Here is how Green, of Scouts Inc., sees it: "We all go to the combine every year to look at receivers who are 5-11 and who run a 4.7 40. Why not this kid? I could see it."

If Bolt would have any interest in attempting to play football, these two longtime NFL men believe there would be interest. Bolt is 21 and would have time to learn the game.

"If this kid said he wanted to tryout out for the NFL and he traveled to Miami for a workout, I guarantee at least half the teams would send somebody to check him out," Green said. "I'd go. I wouldn't want to be the team to miss out on a guy like this if he panned out."

The idea of a sprinter playing in the NFL is not new.

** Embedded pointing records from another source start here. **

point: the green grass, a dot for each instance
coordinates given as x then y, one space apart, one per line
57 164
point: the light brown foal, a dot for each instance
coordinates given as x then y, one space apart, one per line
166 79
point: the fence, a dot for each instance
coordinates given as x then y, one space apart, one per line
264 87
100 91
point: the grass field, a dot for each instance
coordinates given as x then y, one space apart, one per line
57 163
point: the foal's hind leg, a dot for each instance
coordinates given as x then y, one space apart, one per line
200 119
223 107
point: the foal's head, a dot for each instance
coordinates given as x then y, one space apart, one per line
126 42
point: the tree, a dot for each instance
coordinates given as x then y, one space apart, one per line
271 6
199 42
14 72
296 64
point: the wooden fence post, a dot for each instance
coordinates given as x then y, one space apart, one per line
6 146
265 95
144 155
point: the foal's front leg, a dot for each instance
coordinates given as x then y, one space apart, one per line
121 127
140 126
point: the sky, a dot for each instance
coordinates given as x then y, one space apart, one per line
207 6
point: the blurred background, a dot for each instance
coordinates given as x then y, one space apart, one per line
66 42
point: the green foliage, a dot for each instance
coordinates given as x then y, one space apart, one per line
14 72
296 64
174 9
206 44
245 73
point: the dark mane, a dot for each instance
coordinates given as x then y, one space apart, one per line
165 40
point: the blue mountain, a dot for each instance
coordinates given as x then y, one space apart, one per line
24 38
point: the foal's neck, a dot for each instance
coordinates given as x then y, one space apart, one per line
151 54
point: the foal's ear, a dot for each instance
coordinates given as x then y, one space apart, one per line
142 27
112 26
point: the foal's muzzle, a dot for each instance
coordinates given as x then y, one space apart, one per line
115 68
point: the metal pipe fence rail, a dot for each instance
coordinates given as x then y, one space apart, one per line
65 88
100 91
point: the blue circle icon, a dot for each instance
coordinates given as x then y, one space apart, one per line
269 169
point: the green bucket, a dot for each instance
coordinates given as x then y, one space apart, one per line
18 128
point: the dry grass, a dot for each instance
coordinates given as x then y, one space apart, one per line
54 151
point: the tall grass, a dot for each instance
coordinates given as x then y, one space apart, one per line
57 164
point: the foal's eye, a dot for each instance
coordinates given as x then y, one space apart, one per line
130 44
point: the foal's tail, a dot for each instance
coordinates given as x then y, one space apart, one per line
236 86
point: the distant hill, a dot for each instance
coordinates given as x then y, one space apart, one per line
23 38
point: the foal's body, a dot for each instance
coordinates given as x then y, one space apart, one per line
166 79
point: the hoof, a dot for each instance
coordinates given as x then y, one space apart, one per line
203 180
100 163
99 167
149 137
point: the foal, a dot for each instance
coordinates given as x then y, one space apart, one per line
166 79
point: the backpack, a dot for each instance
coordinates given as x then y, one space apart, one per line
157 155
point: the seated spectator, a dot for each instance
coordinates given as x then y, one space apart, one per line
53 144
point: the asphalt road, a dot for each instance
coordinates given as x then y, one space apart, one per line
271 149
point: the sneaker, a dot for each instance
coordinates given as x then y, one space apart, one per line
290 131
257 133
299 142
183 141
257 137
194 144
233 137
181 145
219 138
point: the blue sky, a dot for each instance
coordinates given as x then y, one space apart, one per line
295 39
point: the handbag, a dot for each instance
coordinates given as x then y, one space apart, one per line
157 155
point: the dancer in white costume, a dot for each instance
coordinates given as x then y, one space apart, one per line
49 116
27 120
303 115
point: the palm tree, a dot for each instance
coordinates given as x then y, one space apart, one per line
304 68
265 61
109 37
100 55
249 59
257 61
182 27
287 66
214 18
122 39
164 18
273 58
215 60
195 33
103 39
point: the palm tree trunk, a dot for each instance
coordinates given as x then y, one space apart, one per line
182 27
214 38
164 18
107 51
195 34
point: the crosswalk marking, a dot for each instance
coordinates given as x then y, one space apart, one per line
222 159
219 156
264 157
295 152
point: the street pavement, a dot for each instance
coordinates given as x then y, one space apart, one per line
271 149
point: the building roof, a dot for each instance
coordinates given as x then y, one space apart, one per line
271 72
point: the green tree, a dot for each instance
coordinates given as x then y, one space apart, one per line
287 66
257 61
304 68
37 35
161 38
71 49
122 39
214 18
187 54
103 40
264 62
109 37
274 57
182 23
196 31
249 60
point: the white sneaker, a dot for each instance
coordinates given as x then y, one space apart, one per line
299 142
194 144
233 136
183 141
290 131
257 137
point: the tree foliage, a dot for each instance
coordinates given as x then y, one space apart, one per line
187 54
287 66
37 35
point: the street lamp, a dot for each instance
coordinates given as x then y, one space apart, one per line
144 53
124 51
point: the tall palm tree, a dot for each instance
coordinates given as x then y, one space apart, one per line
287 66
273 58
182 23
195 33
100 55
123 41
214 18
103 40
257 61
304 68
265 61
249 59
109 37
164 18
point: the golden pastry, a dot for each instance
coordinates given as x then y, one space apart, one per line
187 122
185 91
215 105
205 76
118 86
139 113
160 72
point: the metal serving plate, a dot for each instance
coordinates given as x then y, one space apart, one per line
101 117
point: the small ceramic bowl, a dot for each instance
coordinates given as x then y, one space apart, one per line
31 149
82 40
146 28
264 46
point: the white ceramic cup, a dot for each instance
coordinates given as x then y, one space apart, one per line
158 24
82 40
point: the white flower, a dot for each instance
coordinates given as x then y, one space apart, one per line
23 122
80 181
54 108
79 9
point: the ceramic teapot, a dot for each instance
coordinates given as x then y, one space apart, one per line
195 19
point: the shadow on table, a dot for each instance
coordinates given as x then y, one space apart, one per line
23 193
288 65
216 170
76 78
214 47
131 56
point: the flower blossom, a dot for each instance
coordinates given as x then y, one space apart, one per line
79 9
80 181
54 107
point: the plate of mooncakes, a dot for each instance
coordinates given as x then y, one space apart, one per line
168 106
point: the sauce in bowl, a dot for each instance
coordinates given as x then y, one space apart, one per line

Sprinters like Bob Hayes, Renaldo Nehemiah, Willie Gault and James Jett all played in the NFL. In recent years, sprinter Justin Gatlin had several NFL workouts.

"It has happened before," Green said. "But none of those guys were as fast or as tall as Bolt is. It's a legitimate thought."

Still, both Green and Sundquist said while Bolt has a good start because of his size and speed, there would be plenty of work to do. He'd have to be able to catch the ball, learn to run routes, learn to block and be able to take a hit.

"It wouldn't necessarily be easy," Sundquist said. "Sprinters don't always translate to the NFL. By nature, a lot of sprinters are ginger."

Still, Sundquist went back to Bolt's size and speed.

"Maybe there's a team that tells him, 'Don't worry about it. Just run go routes. Just run as fast as you can and we'll throw you a deep ball,' " Sundquist said. "If that's the case, he could be dangerous. You can't deny his gifts. That's first thing you think of when you see him."